CONTINETTI: Well, you can't blame a guy for trying. And we've heard from Rahm Emanuel, who's Chief of Staff, and Secretary of State Clinton even, that a crisis is a terrible opportunity to waste. And so, the Obama administration needs to deal with a financial crisis in a way that they really haven't yet had this detailed plan that actually gets rid of these trouble assets that are bringing down the banking system - that are the root of our economic malaise.

They also wanted - have all these grand plans for education reform, for new energy subsidies and for health care reform. What's interesting to me, though, is that it seems these two priorities - the economic crisis on the one hand and the budget efforts on the other - are kind of beginning to run against each other.

And what we saw when Geithner went to the Hill yesterday to talk about the Obama budget, a lot of Senators, including some Democrats, like Kent Conrad, were fairly skeptical. They were - they brought up questions like, well, do we really want to impose a cap on carbon emissions at a time of economic downturn or in health care, which in the Obama budget is listed as TBD - to be determined? Are we really ready for all these grand reforms that may cost more money then they'll save in the long run?

NORRIS: Now, when we when talk about the economy, I'm curious about a very simple question, is this Barack Obama's economy now? Or can he say, listen, this is the economy that I inherited from the other guy?

DIONNE: I think it's - he can still say it's the economy he inherited from the other guy. I was thinking before you saw this precipitous drop in the market and the terrible news on unemployment that he had quite a bit of time. And I've decided the real equation for him is not just time, but time times the acceleration downward.

If you can have some sort of floor on the market, have it come up, have unemployment stabilized, then I do think he'll be able to say this mess is Bush's fault. If the thing gets worse and worse and worse, if he returned to the news of last week, then I think he would have less time. I think there is one substantive way in which this week's news may affect things.

The administration believes, I think, that the banks may not be insolvent in the long run, as long as you don't take those bad assets and value them as they are now.
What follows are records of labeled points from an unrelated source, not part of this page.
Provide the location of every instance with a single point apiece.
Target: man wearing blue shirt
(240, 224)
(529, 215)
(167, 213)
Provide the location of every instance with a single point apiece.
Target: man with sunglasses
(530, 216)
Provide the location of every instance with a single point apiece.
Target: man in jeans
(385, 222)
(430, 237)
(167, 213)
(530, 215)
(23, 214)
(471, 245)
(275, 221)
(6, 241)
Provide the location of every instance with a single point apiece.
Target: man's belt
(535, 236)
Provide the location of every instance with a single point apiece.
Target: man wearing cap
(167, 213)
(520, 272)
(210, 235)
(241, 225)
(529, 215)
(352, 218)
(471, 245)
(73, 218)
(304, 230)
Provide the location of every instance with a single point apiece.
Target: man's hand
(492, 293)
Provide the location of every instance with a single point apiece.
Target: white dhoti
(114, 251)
If the economy starts coming back up, those assets will rise in value and perhaps the dangers to the banks won't be as great. That's a kind of rosy scenario, but it's the one they're hoping works out.

NORRIS: Is this a timeline, Matthew, that you see on the horizon?

CONTINETTI: Well, I see that the timeline on the horizon being that Obama will continue to be able to show that this was George Bush's economy, and the polls reflect that, too. Most people think that this was a Republican problem that is now affecting us all, even though the Democrats are in charge. But four years from now, I don't think that's necessarily going to be the case.

And so Obama's chances then will be determined by, you know, the realities and opinions there. I will say this, though. You know, Franklin Roosevelt, to go back to history, he had mixed success reinvigorating the American economy. But what he did have was great political success in creating majorities and getting his program through.

And I think a lot of Obama's future will be determined, not necessarily even by what he does for the economy, but what he does politically. And that's why I think there's another reason for Obama, that he needs to get through these programs that he stakes so much on - things like cap-and-trade, things like health care reform this year.

NORRIS: Just quickly, E.J., we only have a few seconds, but when he starts to face criticism from people like him Kent Conrad, within his own party, how damaging is that for him as he tries to build confidence in the economy? Very quickly.

DIONNE: If he runs into a lot of conservative Democratic opposition, particularly moderate to conservative opposition, particularly on health care, I think they're prepared to compromise on cap-and-trade. He's got to get a health care plan through.

NORRIS: Thanks to both of you.

CONTINETTI: Thank you.

DIONNE: Thank you.

NORRIS: That's E.J. Dionne of the Brookings Institution and The Washington Post. And Matthew Continetti of The Weekly Standard.